Over the period 1996 to 2009, the London – Glasgow market has typically been around 7% smaller than the London – Edinburgh market, though in 2001, it was (briefly) bigger. Passenger numbers between London and Glasgow have fallen by almost 25% since the peak recorded in 2003. This peak coincides with when Ryanair carried 721,000 passengers between London Stansted and Glasgow Prestwick and was operating up to 10 daily flights.

London - Glasgow 1996-2009 Annual passengers (millions)

Source: UK CAA

Last year, Ryanair operated just three daily flights on the route and passenger numbers were 60% below their 2003 peak at 278,000. Once again, British Airways is still the airline offering the most weekly flights (99), ahead of easyJet (77), bmi (50) and Ryanair (20).

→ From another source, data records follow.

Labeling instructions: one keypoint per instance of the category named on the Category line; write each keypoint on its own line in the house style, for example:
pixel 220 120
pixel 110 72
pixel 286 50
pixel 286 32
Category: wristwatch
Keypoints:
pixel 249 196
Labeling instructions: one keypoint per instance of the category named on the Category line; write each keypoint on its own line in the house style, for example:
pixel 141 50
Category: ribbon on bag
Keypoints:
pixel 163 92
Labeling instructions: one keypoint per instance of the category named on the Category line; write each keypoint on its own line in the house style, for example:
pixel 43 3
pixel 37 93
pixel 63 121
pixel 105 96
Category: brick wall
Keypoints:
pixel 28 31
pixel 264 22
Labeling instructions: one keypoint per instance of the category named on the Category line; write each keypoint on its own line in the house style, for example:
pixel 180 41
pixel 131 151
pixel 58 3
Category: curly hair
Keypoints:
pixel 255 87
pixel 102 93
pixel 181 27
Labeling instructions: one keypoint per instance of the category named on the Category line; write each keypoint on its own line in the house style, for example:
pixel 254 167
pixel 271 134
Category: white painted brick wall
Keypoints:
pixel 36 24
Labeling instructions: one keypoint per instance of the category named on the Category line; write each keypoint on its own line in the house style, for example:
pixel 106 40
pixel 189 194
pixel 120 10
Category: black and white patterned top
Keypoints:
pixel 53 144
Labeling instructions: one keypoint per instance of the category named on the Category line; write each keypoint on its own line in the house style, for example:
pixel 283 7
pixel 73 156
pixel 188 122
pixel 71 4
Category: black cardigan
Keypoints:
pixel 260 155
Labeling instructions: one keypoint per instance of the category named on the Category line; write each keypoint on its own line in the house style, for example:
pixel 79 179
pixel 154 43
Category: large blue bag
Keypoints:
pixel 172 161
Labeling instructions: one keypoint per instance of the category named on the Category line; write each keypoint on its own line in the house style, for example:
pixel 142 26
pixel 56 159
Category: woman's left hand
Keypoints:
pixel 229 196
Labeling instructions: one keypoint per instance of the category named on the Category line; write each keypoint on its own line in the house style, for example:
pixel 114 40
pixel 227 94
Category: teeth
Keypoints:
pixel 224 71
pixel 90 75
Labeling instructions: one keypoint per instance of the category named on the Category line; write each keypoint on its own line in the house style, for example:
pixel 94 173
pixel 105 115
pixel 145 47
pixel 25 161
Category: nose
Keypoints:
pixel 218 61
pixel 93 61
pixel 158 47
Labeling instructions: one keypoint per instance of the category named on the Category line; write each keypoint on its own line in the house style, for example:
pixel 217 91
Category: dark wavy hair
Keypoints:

Heathrow Gatwick Stansted (GLA) Stansted (PIK) Luton London City
w/c 18 Feb 08 BA 63, BD 52 BA 25, U2 20 U2 32 FR 28 U2 32 BA 23
w/c 2 Feb 09 BA 50, BD 51 BA 20, U2 19 U2 27 FR 20 U2 28 BA 25
w/c 1 Feb 10 BA 50, BD 50 BA 28, U2 20 U2 23 FR 20 U2 24 BA 21
Source: OAG Max Online
BA: British Airways, BD: bmi, FR: Ryanair, U2: easyJet

The biggest airline in the UK domestic market, Flybe, does not operate any flights on these city-pairs. Although it operates a growing number of domestic flights from London Gatwick, its only non-stop Scottish services are to Aberdeen and Inverness.


  1. Rob Barham says:

    Any idea what proportion of BA pax are transfer traffic ?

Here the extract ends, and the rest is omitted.